计算机工程与应用 ›› 2020, Vol. 56 ›› Issue (19): 94-98.DOI: 10.3778/j.issn.1002-8331.1911-0033

• 大数据与云计算 • 上一篇    下一篇

基于标签语义相似的动态多标签文本分类算法

姚佳奇,徐正国,燕继坤,熊钢,李智翔   

  1. 盲信号处理重点实验室,成都 610041
  • 出版日期:2020-10-01 发布日期:2020-09-29

Dynamic Multi-label Text Classification Algorithm Based on Label Semantic Similarity

YAO Jiaqi, XU Zhengguo, YAN Jikun, XIONG Gang, LI Zhixiang   

  1. National Key Laboratory of Science and Technology on Blind Signal Processing, Chengdu 610041, China
  • Online:2020-10-01 Published:2020-09-29

摘要:

针对标签随着时间变化的动态多标签文本分类问题,提出了一种基于标签语义相似的动态多标签文本分类算法。该算法在训练阶段,首先按照标签固定训练得到一个基于卷积神经网络的多标签文本分类器,然后以该分类器的倒数第二层的输出为文本的特征向量。由于该特征向量是在有标签训练得到的,因而相对于基于字符串即文本内容而言,该特征向量含有标签语义信息。在测试阶段,将测试文档输入训练阶段的多标签文本分类器获取相应的特征向量,然后计算相似性,同时乘以时间衰减因子修正,使得时间越近的文本具有较高的相似性。最后,采用最近邻算法分类。实验结果表明,该算法在处理动态多标签文本分类问题上具有较优的性能。

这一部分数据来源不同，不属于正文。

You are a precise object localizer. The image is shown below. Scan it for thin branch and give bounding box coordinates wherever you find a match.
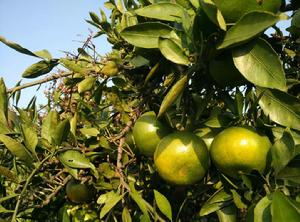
[7,72,73,93]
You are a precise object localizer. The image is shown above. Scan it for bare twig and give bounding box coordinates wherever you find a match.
[7,72,73,93]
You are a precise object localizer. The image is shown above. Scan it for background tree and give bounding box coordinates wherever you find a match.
[0,0,300,221]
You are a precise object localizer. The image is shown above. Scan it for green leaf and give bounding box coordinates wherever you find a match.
[41,110,58,143]
[121,22,173,48]
[0,166,18,183]
[257,88,300,130]
[134,2,184,22]
[78,76,96,93]
[158,38,190,65]
[129,182,150,222]
[271,132,297,174]
[154,190,172,221]
[216,204,237,222]
[254,196,272,222]
[52,119,70,146]
[0,36,39,57]
[22,59,58,79]
[199,0,227,31]
[232,39,286,91]
[34,49,52,60]
[100,192,124,219]
[271,191,300,222]
[59,150,95,169]
[0,77,8,127]
[200,188,232,216]
[22,123,38,154]
[157,75,188,118]
[122,207,132,222]
[0,135,33,166]
[218,11,280,49]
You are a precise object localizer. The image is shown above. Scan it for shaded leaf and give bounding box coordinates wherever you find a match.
[0,36,38,57]
[157,75,188,118]
[158,38,190,65]
[154,190,172,221]
[232,39,286,91]
[271,191,300,222]
[200,188,232,216]
[254,196,272,222]
[218,11,280,49]
[257,88,300,130]
[199,0,227,31]
[22,59,58,79]
[0,135,33,166]
[134,2,184,22]
[271,132,297,173]
[100,192,124,219]
[121,22,173,48]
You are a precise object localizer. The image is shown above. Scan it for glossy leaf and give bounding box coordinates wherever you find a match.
[134,2,184,22]
[121,22,173,48]
[271,132,296,173]
[216,204,237,222]
[52,119,70,146]
[22,123,38,154]
[122,207,132,222]
[22,59,58,79]
[200,188,232,216]
[158,38,190,65]
[199,0,227,31]
[0,78,8,126]
[271,191,300,222]
[218,11,280,49]
[0,166,18,183]
[59,150,94,169]
[154,190,172,221]
[100,192,123,219]
[157,75,188,118]
[0,135,33,166]
[129,183,150,222]
[78,76,96,93]
[0,36,38,57]
[232,39,286,91]
[41,110,58,143]
[257,88,300,130]
[254,196,272,222]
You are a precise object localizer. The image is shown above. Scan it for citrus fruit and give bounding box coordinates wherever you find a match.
[194,127,220,150]
[210,127,271,177]
[209,52,246,87]
[133,111,168,157]
[154,132,209,185]
[213,0,281,23]
[66,179,95,203]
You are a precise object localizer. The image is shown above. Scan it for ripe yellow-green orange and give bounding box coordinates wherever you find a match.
[66,179,95,203]
[194,127,220,150]
[213,0,281,23]
[210,127,271,177]
[133,111,169,157]
[154,132,210,185]
[209,52,246,87]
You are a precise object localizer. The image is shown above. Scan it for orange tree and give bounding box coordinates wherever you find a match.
[0,0,300,222]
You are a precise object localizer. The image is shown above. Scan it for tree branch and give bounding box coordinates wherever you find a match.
[6,72,73,93]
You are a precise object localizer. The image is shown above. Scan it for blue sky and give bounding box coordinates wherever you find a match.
[0,0,111,105]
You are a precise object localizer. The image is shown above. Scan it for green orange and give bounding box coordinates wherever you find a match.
[213,0,281,23]
[66,179,95,203]
[154,132,210,185]
[210,127,272,177]
[133,111,169,157]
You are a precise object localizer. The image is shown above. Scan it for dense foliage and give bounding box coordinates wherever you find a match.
[0,0,300,222]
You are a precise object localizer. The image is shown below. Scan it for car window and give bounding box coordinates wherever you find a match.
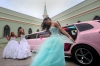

关键词: 动态多标签, 文本分类, 神经网络, 标签语义相似

Abstract:

To solve the problem of dynamic multi-label text classification with time-varying labels, a dynamic multi label text classification algorithm based on label semantic similarity is proposed. In the training phase, a multi-label text classifier based on convolutional neural network is trained, and then the output of the penultimate layer of the classifier is taken as the feature vector of the text. Because the feature vector is trained with labels, it contains label semantic information compared with the content-based feature vector. In the test phase, the test document is input into the multi label text classifier in the training phase to obtain the corresponding feature vector, and then the cosine similarity is calculated. At the same time, a time attenuation factor is added to make the recent text have a higher similarity value. Finally, the nearest neighbor algorithm is used for classification. The experimental results show that the proposed algorithm has better performance in dealing with dynamic multi-label text classification problem.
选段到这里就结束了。